Surprisingly, I dont have time to search and list all the websites i've looked at in the past.

However, and to my original point, I believe you are over complicating GH. I've referred to GCSE for the fact that they are the basic teachings given to us, and actually have some good basic science behind it. It is basic, and therefore, not overcomplicated.

Why you feel I am questioning your correctness rather than your theory, I dont know. You do seem rather defensive of anybody that throws something into the debate. I would ask why, but I feel that that question too would cause you to put your back up.

I've not seen yet, from any of the good folk who cast doubt on such talk, is where the paper by Jim Hansen et al. gets it wrong.

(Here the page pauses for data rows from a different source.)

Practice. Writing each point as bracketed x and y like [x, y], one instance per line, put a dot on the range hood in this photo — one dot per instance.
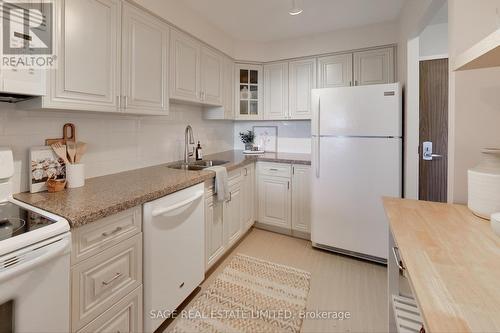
[14, 98]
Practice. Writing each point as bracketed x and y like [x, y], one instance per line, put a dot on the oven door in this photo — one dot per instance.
[34, 287]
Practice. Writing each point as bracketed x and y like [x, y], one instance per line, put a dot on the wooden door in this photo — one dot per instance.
[211, 77]
[433, 170]
[184, 67]
[374, 67]
[302, 79]
[335, 71]
[214, 231]
[88, 40]
[145, 62]
[274, 201]
[276, 91]
[301, 198]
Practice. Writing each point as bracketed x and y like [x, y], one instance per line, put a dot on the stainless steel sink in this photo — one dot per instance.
[197, 165]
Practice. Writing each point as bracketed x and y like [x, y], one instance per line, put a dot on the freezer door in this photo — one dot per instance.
[350, 177]
[358, 111]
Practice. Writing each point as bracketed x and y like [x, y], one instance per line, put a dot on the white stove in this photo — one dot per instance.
[34, 263]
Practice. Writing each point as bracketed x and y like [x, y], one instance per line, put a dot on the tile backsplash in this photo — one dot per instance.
[116, 142]
[293, 136]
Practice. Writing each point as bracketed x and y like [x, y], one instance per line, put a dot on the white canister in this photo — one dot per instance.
[484, 184]
[75, 175]
[495, 223]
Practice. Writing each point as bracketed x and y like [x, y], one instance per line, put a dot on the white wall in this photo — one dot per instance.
[329, 42]
[177, 13]
[434, 41]
[293, 136]
[116, 142]
[474, 95]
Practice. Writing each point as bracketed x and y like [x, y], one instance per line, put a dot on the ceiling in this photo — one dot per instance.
[268, 20]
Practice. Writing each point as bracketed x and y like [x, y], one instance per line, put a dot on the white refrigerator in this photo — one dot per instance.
[356, 160]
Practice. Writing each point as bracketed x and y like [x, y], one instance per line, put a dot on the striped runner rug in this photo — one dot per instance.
[249, 295]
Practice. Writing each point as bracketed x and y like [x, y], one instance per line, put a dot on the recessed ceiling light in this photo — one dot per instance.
[296, 9]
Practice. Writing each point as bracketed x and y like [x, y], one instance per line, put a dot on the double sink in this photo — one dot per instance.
[197, 165]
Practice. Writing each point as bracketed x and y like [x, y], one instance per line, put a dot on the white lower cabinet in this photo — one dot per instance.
[106, 274]
[284, 197]
[232, 213]
[226, 222]
[124, 316]
[215, 242]
[274, 201]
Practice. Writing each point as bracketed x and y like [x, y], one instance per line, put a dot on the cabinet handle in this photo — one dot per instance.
[117, 275]
[107, 234]
[395, 252]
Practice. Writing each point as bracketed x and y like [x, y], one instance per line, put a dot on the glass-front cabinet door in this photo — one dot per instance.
[249, 94]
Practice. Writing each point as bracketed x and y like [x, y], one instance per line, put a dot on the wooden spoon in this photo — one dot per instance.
[81, 149]
[60, 151]
[71, 147]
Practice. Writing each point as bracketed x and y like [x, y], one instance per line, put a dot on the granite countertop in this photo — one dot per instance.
[451, 261]
[107, 195]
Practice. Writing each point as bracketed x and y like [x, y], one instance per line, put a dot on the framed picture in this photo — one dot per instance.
[266, 137]
[45, 164]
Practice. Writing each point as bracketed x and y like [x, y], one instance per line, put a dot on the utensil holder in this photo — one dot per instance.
[75, 175]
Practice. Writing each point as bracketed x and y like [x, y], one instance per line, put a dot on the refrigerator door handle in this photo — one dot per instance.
[318, 138]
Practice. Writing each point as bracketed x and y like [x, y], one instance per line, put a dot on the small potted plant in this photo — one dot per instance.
[247, 138]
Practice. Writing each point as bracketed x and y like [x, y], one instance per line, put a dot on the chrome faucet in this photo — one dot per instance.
[188, 135]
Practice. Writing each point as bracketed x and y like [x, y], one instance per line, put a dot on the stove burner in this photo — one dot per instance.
[9, 226]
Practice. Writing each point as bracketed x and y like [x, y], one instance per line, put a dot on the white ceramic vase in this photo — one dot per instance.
[484, 184]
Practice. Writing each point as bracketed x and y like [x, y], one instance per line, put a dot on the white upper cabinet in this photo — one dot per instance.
[335, 71]
[88, 70]
[374, 66]
[211, 77]
[185, 82]
[145, 62]
[276, 91]
[249, 94]
[196, 72]
[302, 81]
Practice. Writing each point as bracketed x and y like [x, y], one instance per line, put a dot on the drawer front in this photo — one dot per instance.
[95, 237]
[274, 169]
[100, 281]
[124, 316]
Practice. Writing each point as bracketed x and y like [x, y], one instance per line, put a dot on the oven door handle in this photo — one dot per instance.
[35, 258]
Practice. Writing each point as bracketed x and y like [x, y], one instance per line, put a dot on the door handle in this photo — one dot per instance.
[161, 211]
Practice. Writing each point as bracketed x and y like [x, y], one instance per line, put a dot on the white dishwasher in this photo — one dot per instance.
[174, 246]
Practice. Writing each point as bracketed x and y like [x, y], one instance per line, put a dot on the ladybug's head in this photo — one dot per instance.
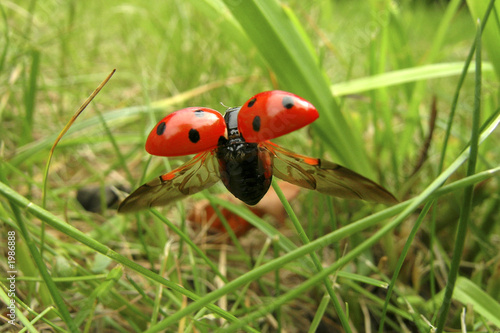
[231, 119]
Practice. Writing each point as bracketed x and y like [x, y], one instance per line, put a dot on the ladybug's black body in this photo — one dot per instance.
[245, 168]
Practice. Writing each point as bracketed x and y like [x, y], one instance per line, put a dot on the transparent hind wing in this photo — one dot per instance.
[325, 177]
[195, 175]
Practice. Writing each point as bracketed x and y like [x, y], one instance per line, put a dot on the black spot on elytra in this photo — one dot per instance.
[161, 128]
[194, 135]
[251, 102]
[288, 102]
[256, 123]
[199, 113]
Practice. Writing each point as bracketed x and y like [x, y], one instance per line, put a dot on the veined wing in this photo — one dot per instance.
[325, 177]
[195, 175]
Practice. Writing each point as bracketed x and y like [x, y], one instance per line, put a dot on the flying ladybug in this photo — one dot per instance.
[235, 149]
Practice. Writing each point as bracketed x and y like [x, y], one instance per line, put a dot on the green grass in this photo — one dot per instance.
[371, 68]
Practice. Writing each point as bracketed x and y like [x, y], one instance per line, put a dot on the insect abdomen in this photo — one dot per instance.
[246, 171]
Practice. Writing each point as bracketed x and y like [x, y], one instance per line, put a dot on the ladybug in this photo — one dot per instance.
[235, 148]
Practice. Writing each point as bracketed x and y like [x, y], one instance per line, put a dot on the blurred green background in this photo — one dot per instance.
[383, 75]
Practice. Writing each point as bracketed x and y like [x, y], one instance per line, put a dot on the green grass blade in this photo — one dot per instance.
[468, 193]
[467, 292]
[407, 75]
[283, 47]
[491, 29]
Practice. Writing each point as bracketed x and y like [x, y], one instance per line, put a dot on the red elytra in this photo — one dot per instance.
[271, 114]
[236, 150]
[187, 131]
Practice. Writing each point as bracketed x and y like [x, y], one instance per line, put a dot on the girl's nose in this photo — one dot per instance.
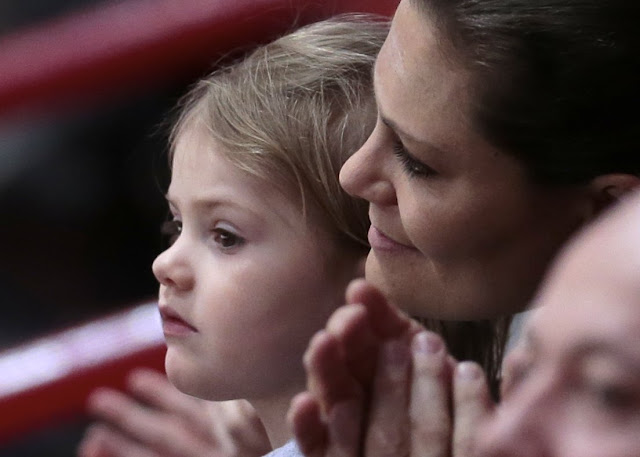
[366, 174]
[172, 267]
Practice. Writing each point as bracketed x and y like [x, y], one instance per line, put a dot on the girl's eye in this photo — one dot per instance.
[171, 230]
[411, 165]
[227, 240]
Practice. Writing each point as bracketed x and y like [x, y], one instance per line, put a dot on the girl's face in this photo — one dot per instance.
[245, 283]
[572, 386]
[458, 231]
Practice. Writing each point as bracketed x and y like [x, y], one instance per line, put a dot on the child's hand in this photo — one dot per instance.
[159, 421]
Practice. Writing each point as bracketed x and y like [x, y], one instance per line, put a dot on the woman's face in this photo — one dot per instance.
[458, 231]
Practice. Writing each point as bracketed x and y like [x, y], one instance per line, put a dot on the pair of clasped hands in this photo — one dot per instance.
[378, 385]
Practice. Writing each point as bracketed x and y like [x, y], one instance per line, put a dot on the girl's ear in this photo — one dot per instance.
[609, 188]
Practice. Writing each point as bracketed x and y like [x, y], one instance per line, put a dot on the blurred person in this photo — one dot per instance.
[572, 386]
[264, 241]
[503, 126]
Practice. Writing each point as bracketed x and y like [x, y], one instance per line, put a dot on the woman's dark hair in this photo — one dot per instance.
[556, 82]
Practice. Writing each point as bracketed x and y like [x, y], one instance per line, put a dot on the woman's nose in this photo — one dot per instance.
[172, 268]
[367, 174]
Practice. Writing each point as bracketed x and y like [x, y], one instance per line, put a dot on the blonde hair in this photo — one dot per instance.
[294, 110]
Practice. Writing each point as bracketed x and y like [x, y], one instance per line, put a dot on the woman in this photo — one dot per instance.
[503, 126]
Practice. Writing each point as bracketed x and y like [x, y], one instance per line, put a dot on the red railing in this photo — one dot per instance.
[83, 58]
[48, 380]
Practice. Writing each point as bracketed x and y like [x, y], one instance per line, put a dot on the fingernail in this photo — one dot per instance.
[395, 353]
[468, 371]
[427, 343]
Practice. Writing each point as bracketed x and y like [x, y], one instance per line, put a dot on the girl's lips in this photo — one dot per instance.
[380, 242]
[173, 324]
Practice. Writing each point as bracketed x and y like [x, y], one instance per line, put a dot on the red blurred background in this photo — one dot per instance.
[87, 90]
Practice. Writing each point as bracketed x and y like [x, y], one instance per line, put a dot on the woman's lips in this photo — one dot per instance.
[173, 324]
[380, 242]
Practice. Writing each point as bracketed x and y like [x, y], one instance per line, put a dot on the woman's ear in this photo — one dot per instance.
[609, 188]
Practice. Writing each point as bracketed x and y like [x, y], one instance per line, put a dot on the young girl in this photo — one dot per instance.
[263, 240]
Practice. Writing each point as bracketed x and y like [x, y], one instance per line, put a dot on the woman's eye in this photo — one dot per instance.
[611, 397]
[226, 240]
[411, 165]
[171, 230]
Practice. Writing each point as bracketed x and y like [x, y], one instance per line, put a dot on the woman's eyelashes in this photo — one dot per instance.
[223, 237]
[226, 239]
[412, 166]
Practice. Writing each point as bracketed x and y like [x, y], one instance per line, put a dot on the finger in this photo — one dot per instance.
[388, 426]
[472, 403]
[429, 408]
[102, 441]
[386, 320]
[309, 430]
[328, 377]
[159, 431]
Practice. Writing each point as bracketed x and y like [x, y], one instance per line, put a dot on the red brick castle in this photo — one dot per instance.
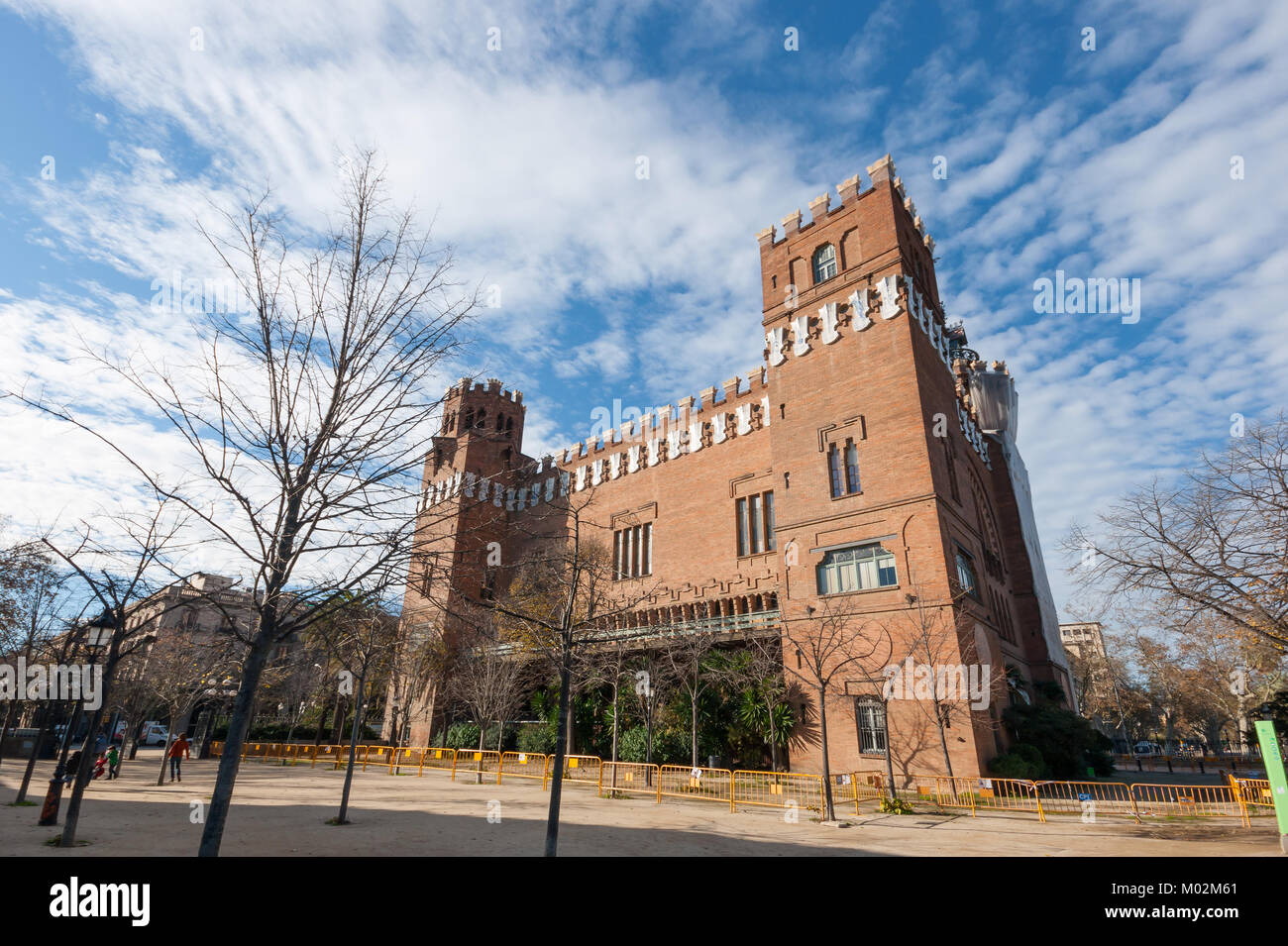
[868, 463]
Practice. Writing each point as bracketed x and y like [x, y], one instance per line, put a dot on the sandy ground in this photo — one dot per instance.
[283, 811]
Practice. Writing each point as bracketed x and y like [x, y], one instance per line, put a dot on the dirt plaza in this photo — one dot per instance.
[283, 811]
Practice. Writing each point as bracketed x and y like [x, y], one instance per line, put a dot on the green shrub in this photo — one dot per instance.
[1020, 762]
[669, 747]
[463, 735]
[536, 739]
[896, 806]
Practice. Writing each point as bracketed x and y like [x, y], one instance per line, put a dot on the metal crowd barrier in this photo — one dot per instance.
[778, 789]
[629, 779]
[696, 783]
[1239, 798]
[523, 765]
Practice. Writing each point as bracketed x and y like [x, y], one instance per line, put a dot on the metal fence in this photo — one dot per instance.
[1241, 798]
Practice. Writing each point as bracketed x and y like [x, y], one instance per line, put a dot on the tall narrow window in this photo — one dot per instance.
[824, 263]
[949, 459]
[743, 532]
[755, 523]
[769, 521]
[851, 468]
[870, 718]
[833, 465]
[966, 573]
[842, 469]
[632, 551]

The phrase put up or shut up comes to mind.

OK, once again, I start to see a theme here.

Anybody that puts a question to those who are only Pro-GW, seem to be thrown into this pot of "Show me evidence or shut up".

Stiffle debate, closed mindedness...Oh I could go on.

Perhaps those who will not listen to anything but the pro-reports should have one thread, and those who would like to discuss and debate (Yep, that includes a two-way conversation) should have another report.

Its getting extremely tedious not being able to express a voice.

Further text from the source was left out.